Museums for a Weekend Escape
Four surprising contemporary art and archeology museums that would take you to the gravity spots from Istanbul to Troy, and deep into the Turkish heartland.
Some places are so magnetic that you hit the road just to see them! We are talking about places that are normally out of your radar, like a rundown forgotten neighborhood of the city, shining again with a new museum, or a contemporary art institution waiting to be discovered like a shell in the middle of steppes. We have selected four such museums that are true destinations in themselves and could trigger your next vacation for a wonderful weekend filled with ancient and contemporary art.

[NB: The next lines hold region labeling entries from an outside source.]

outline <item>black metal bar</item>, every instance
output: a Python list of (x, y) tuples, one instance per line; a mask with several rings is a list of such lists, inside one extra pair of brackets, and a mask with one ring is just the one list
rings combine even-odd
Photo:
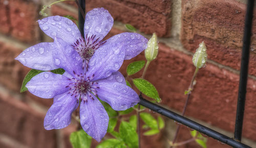
[(235, 147), (251, 147), (175, 112), (153, 103), (142, 97), (140, 97), (140, 102), (139, 104), (224, 143)]
[[(80, 8), (79, 6), (78, 6), (78, 28), (82, 36), (83, 37), (84, 37), (83, 33), (83, 25), (84, 24), (84, 18), (83, 18), (83, 16), (84, 16), (84, 13), (86, 12), (86, 1), (79, 0), (78, 5), (80, 6)], [(83, 15), (82, 14), (82, 13), (84, 13)]]
[(234, 138), (241, 141), (243, 130), (244, 107), (247, 84), (248, 68), (250, 55), (250, 43), (251, 34), (251, 25), (254, 8), (254, 0), (247, 1), (247, 8), (245, 16), (244, 33), (242, 51), (242, 59), (240, 69), (239, 90), (237, 108), (237, 115), (234, 128)]

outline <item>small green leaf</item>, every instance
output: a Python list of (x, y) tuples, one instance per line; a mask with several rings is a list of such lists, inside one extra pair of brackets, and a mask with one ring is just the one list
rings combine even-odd
[(150, 113), (141, 112), (140, 114), (140, 116), (145, 124), (151, 129), (158, 129), (157, 120)]
[(196, 142), (199, 144), (201, 146), (204, 147), (204, 148), (207, 148), (207, 146), (206, 146), (206, 142), (204, 141), (203, 140), (199, 139), (196, 139)]
[(138, 137), (136, 131), (129, 123), (122, 121), (119, 127), (120, 136), (130, 148), (138, 147)]
[(139, 71), (145, 65), (144, 61), (139, 61), (130, 63), (126, 69), (128, 75), (133, 75)]
[(82, 129), (72, 133), (70, 140), (74, 148), (90, 148), (92, 137)]
[(116, 123), (117, 123), (117, 119), (116, 118), (110, 118), (109, 122), (109, 127), (108, 127), (108, 132), (111, 132), (114, 131), (115, 127), (116, 127)]
[(133, 80), (134, 85), (141, 92), (148, 97), (154, 99), (159, 102), (161, 99), (156, 87), (148, 81), (142, 78), (136, 78)]
[(132, 87), (132, 85), (131, 85), (131, 83), (128, 81), (127, 80), (125, 80), (125, 81), (126, 82), (126, 85), (128, 86)]
[(143, 133), (143, 135), (145, 136), (151, 136), (153, 135), (155, 135), (159, 133), (159, 130), (158, 129), (152, 129), (148, 131), (146, 131)]
[(52, 70), (51, 72), (55, 74), (63, 74), (65, 72), (65, 70), (62, 68), (58, 68), (54, 70)]
[(191, 131), (190, 131), (190, 135), (192, 136), (192, 137), (195, 137), (197, 135), (197, 131), (196, 130)]
[(23, 80), (22, 88), (20, 88), (20, 93), (28, 91), (28, 88), (26, 87), (26, 84), (27, 84), (34, 76), (43, 72), (44, 71), (41, 70), (31, 69), (26, 75), (24, 80)]
[(72, 20), (74, 20), (75, 21), (75, 22), (76, 22), (76, 25), (78, 26), (78, 21), (77, 21), (77, 20), (74, 18), (74, 17), (71, 16), (71, 15), (65, 15), (63, 17), (66, 17), (69, 19), (71, 19)]
[(135, 130), (137, 130), (137, 115), (133, 115), (130, 117), (129, 123)]
[(132, 111), (133, 111), (133, 110), (134, 110), (133, 108), (132, 107), (131, 107), (131, 108), (127, 109), (126, 110), (120, 110), (120, 111), (118, 111), (118, 112), (121, 114), (128, 114), (128, 113), (131, 112)]
[(158, 127), (160, 129), (162, 129), (164, 127), (164, 121), (160, 116), (157, 117), (157, 120), (158, 121)]
[(125, 148), (123, 142), (116, 139), (108, 139), (97, 145), (96, 148)]
[(126, 24), (125, 27), (129, 29), (129, 31), (135, 33), (136, 32), (136, 28), (134, 27), (133, 26), (130, 24)]

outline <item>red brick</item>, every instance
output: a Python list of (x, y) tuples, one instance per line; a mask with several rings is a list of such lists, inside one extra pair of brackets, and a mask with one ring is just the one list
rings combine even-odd
[(103, 7), (115, 20), (130, 23), (146, 34), (168, 37), (171, 27), (171, 1), (86, 1), (87, 11)]
[(9, 1), (10, 35), (22, 41), (35, 43), (39, 39), (37, 5), (28, 1)]
[(0, 42), (0, 83), (9, 89), (19, 92), (23, 79), (29, 69), (14, 60), (20, 49)]
[[(208, 58), (240, 70), (246, 6), (234, 0), (183, 1), (181, 40), (195, 52), (204, 41)], [(254, 13), (254, 15), (256, 12)], [(249, 73), (256, 75), (256, 19), (253, 19)]]
[[(192, 57), (163, 44), (160, 44), (159, 49), (158, 57), (150, 65), (145, 79), (158, 90), (162, 104), (181, 111), (186, 97), (184, 92), (195, 69)], [(125, 61), (121, 71), (125, 74), (129, 63), (142, 59), (144, 59), (143, 55), (140, 54), (131, 61)], [(200, 69), (186, 115), (233, 132), (239, 78), (239, 75), (211, 64)], [(256, 81), (249, 79), (243, 135), (254, 140), (255, 88)]]
[(0, 133), (29, 147), (56, 147), (54, 130), (44, 128), (44, 115), (26, 104), (0, 94)]

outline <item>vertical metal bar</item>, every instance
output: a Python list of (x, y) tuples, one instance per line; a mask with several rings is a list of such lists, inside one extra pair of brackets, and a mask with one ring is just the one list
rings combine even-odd
[(239, 90), (238, 92), (237, 115), (234, 128), (234, 138), (239, 141), (241, 140), (243, 129), (243, 121), (246, 94), (246, 85), (247, 84), (248, 68), (250, 55), (250, 43), (254, 3), (254, 0), (248, 0), (247, 1), (247, 7), (245, 16)]
[(83, 15), (82, 13), (83, 13), (84, 14), (86, 12), (86, 0), (79, 0), (78, 4), (80, 6), (80, 8), (78, 6), (78, 28), (82, 36), (84, 37), (83, 33), (84, 19), (83, 16), (84, 15)]

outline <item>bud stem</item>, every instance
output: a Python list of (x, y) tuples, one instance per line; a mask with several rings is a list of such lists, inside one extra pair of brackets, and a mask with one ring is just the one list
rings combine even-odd
[(143, 73), (142, 73), (142, 76), (141, 76), (141, 78), (142, 79), (144, 79), (144, 78), (145, 77), (145, 75), (146, 74), (146, 70), (147, 70), (147, 67), (148, 67), (148, 65), (150, 65), (150, 62), (151, 61), (146, 61), (146, 66), (145, 66), (145, 68), (144, 68), (143, 70)]

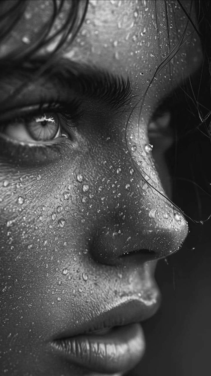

Leaving its old venue in an elegant 19th-century townhouse of the pedestrianized Istiklal Street, Arter has landed on the urban jungle of Dolapdere last month -a former problem area of Istanbul associated with drug dealing, where car mechanics rub shoulders with gypsy families living side by side with Kurdish and African immigrants. The brandnew modern skin of Arter bears the signature of London-based Grimshaw Architects, an architectural studio praised for its designs from museums and art spaces to urban spaces like the new Istanbul Airport. The building looks like the cherry on the cake in a neighborhood that has been gentrified at a thunder-speed during the last couple of years. Besides contemporary art exhibitions, the museum offers a satisfying calendar of events from musical performances to a well-thought learning program for kids and adults.
WHILE IN DOLAPDERE >> Buy prosciutto from İdeal Salam, İstanbul’s last butcher shop selling pork, discover Panayia Evangelistria Greek Orthodox Church that waits for its time like a dusted jewel among crumbling houses, visit new contemporary art spaces like Dirimart, Pilevneli Galeri and Evliyagil Museum, clustering around Arter.
Visitors to Troy are usually disappointed, as the humble ruins of the legendary ancient city do not appeal much to the modern eye. This Bronze Age city was the site of Trojan War, during which it was besieged for 10 years and eventually conquered by a Greek army led by King Agamemnon around the 1200s BC. So one should not expect grand Roman temples or forums like one would find in the city of Ephesus, for example. A new on-site archaeology museum now helps the visitors to visualize how life was here 3 millennia ago! The cube-shaped building itself is an ode to minimalism. Inside, 2.000 artifacts from Troy and other ancient cities surrounding it are displayed.
WHILE IN CANAKKALE >> Eat cheese halva, sip Turkish Coffee at Yalı Han, taste local wines at Suvla Winery, see the wooden horse used at the film set of Troy, visit Manfred Kormann Library and have a Gallipoli War tour.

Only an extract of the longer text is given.